Par un jugement n° 2324196/6-2 du 12 avril 2024, le Tribunal administratif de Paris a annulé la décision lui faisant interdiction de retour sur le territoire français et a rejeté le surplus de sa demande.
Procédure devant la Cour :
Par une requête et un mémoire complémentaire, enregistrés respectivement les 2 août et 13 septembre 2024, M. B, représenté par Me Desprat, demande à la Cour :
1°) d’annuler ce jugement du 12 avril 2024 ;
2°) d’annuler l’arrêté du préfet de police pris le 13 septembre 2023 ;
3°) d’enjoindre au préfet de police de lui délivrer un titre de séjour portant la mention « vie privée et familiale » dans un délai d’un mois à compter de la notification de la décision à intervenir ; à défaut, d’enjoindre au préfet de police de procéder au réexamen de sa situation et de lui délivrer, dans l’attente de ce réexamen, une autorisation provisoire de séjour dans les mêmes conditions de délai ;
4°) de mettre à la charge de l’Etat une somme de 1 200 euros sur le fondement des dispositions de l’article 37 de la loi du 10 juillet 1991 et de l’article 108 du décret du 19 décembre 1991.
Il soutient que :
— la décision portant refus de séjour est entachée d’une insuffisance de motivation ;
— elle n’a pas été précédée d’un examen sérieux de sa situation personnelle ;
— elle méconnaît les dispositions de l’article L. 425-9 du code de l’entrée et du séjour des étrangers et du droit d’asile ;
— elle méconnaît les stipulations de l’article 8 de la convention européenne de sauvegarde des droits de l’homme et des libertés fondamentales ;
— elle est entachée d’une erreur manifeste d’appréciation ;
— l’obligation de quitter le territoire français est insuffisamment motivée et entachée d’un défaut d’examen de la situation de l’intéressé ;
— elle méconnaît les dispositions du 3° de l’article L. 611-1 du code de l’entrée et du séjour des étrangers et du droit d’asile ;
— elle viole les articles 3 et 8 de la convention européenne de sauvegarde des droits de l’homme et des libertés fondamentales et est entachée d’erreur manifeste d’appréciation ;
— la décision fixant le pays de renvoi porte atteinte aux dispositions des articles 3 et 8 de la convention européenne de sauvegarde des droits de l’homme et des libertés fondamentales ;
— elle est entachée d’une erreur manifeste d’appréciation.
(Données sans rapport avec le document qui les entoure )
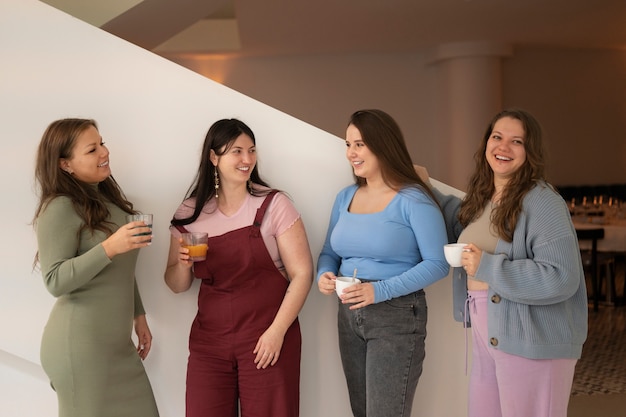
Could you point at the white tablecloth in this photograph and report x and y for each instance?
(614, 236)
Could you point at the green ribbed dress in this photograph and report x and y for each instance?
(86, 349)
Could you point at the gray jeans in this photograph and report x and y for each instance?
(382, 350)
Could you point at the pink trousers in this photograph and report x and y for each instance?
(505, 385)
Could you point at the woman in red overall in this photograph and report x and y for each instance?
(245, 341)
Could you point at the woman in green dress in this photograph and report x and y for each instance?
(87, 254)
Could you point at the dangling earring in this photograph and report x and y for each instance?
(216, 178)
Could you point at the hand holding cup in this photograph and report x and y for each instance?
(454, 253)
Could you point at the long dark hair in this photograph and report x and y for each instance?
(384, 138)
(481, 187)
(58, 142)
(219, 139)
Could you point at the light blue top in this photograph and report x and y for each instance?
(537, 304)
(400, 247)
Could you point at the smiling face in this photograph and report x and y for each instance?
(363, 161)
(237, 162)
(505, 151)
(89, 160)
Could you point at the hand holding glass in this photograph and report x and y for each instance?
(146, 218)
(197, 243)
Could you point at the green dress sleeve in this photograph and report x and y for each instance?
(68, 259)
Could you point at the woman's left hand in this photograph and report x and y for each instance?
(470, 259)
(360, 295)
(144, 336)
(268, 348)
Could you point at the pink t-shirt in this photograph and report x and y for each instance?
(280, 216)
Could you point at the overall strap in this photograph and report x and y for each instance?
(260, 213)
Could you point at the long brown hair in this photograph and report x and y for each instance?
(384, 138)
(58, 142)
(481, 185)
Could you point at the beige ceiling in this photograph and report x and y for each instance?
(287, 27)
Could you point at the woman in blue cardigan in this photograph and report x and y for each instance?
(521, 284)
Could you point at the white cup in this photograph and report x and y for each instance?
(345, 282)
(453, 252)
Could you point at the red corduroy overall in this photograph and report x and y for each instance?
(240, 294)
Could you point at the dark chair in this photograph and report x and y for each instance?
(590, 260)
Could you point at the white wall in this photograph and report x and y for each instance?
(577, 95)
(153, 115)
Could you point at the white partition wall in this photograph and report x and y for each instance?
(153, 115)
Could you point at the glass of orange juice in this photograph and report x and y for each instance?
(197, 243)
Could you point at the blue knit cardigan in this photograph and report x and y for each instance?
(537, 304)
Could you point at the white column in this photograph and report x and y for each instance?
(470, 93)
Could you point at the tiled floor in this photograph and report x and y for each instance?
(602, 367)
(600, 381)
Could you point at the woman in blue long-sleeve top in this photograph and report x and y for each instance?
(389, 231)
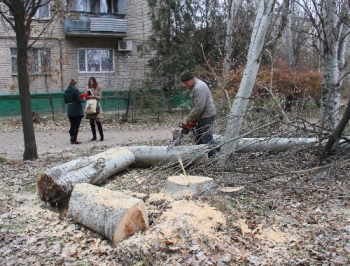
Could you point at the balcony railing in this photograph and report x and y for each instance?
(91, 24)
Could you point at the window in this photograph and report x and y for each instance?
(39, 60)
(102, 6)
(96, 60)
(43, 12)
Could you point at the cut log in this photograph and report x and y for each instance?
(112, 214)
(151, 155)
(182, 185)
(55, 185)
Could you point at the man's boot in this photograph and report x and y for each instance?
(74, 141)
(100, 130)
(93, 129)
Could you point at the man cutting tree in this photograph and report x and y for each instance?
(203, 109)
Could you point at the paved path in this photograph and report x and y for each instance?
(54, 141)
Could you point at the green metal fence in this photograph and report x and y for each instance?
(111, 101)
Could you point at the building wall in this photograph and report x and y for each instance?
(129, 66)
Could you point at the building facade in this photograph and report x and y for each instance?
(99, 38)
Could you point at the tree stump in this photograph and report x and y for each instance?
(113, 214)
(56, 184)
(183, 184)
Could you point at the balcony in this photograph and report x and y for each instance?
(85, 24)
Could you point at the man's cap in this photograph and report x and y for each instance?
(186, 76)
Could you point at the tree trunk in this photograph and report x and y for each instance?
(234, 5)
(238, 109)
(56, 184)
(112, 214)
(334, 40)
(151, 155)
(334, 138)
(288, 39)
(22, 37)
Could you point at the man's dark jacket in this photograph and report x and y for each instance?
(73, 101)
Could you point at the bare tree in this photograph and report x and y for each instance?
(232, 16)
(18, 16)
(262, 24)
(330, 20)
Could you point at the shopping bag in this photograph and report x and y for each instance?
(91, 107)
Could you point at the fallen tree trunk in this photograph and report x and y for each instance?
(182, 185)
(151, 155)
(113, 214)
(56, 184)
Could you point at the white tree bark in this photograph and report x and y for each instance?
(330, 20)
(234, 5)
(113, 214)
(151, 155)
(262, 22)
(56, 184)
(330, 100)
(288, 39)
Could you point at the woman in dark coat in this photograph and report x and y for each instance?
(74, 110)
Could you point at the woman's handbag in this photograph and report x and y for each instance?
(92, 107)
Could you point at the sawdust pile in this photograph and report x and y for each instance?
(187, 232)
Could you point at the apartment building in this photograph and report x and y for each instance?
(97, 38)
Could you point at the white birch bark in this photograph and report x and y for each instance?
(334, 42)
(151, 155)
(56, 184)
(330, 100)
(234, 5)
(112, 214)
(288, 40)
(239, 106)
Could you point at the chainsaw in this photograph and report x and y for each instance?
(185, 130)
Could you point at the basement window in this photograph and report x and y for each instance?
(38, 61)
(96, 60)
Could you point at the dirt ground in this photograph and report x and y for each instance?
(51, 139)
(282, 220)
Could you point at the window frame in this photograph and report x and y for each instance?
(47, 6)
(100, 62)
(39, 61)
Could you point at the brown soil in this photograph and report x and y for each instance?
(54, 138)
La présente requête n’a pas été communiquée au préfet de police.
M. B a été admis au bénéfice de l’aide juridictionnelle totale par une décision du bureau d’aide juridictionnelle près le tribunal judiciaire de Paris en date du 20 juin 2024.
Vu les autres pièces du dossier.
Vu :
— la convention européenne de sauvegarde des droits de l’homme et des libertés fondamentales ;
— le code de l’entrée et du séjour des étrangers et du droit d’asile ;
— la loi n° 91-647 du 10 juillet 1991 relative à l’aide juridique ;
— le code de justice administrative.
Considérant ce qui suit :
1. M. B, ressortissant malien né le 3 mai 2001 à Kolondinkaye, est entré en France en 2017 selon ses déclarations. Il a été placé auprès de l’aide sociale à l’enfance du 18 décembre 2017 au 3 mai 2019. Il a sollicité le 14 août 2020 son admission au séjour, qui lui a été refusée par une décision du préfet de police du 16 septembre 2020 assortie d’une obligation de quitter le territoire français dans un délai de trente jours. Le 20 février 2023, il a sollicité la délivrance d’un titre de séjour en qualité d’étranger malade. Par arrêté du 13 septembre 2023, édicté après que le collège des médecins de l’Office français de l’immigration et de l’intégration (OFII) eut, selon un avis du 20 juin 2023, estimé que l’état de santé de l’intéressé nécessitait une prise en charge médicale dont le défaut ne devrait pas entraîner des conséquences d’une exceptionnelle gravité, le préfet de police a refusé de lui délivrer le titre demandé, lui a fait obligation de quitter le territoire dans un délai de trente jours, a prononcé à son encontre une interdiction de retour sur le territoire français d’une durée de vingt-quatre mois et a fixé le pays de destination de la mesure d’éloignement. M. B doit être regardé comme interjetant appel du jugement rendu le 12 avril 2024 par le Tribunal administratif de Paris en tant qu’il a rejeté le surplus de sa demande.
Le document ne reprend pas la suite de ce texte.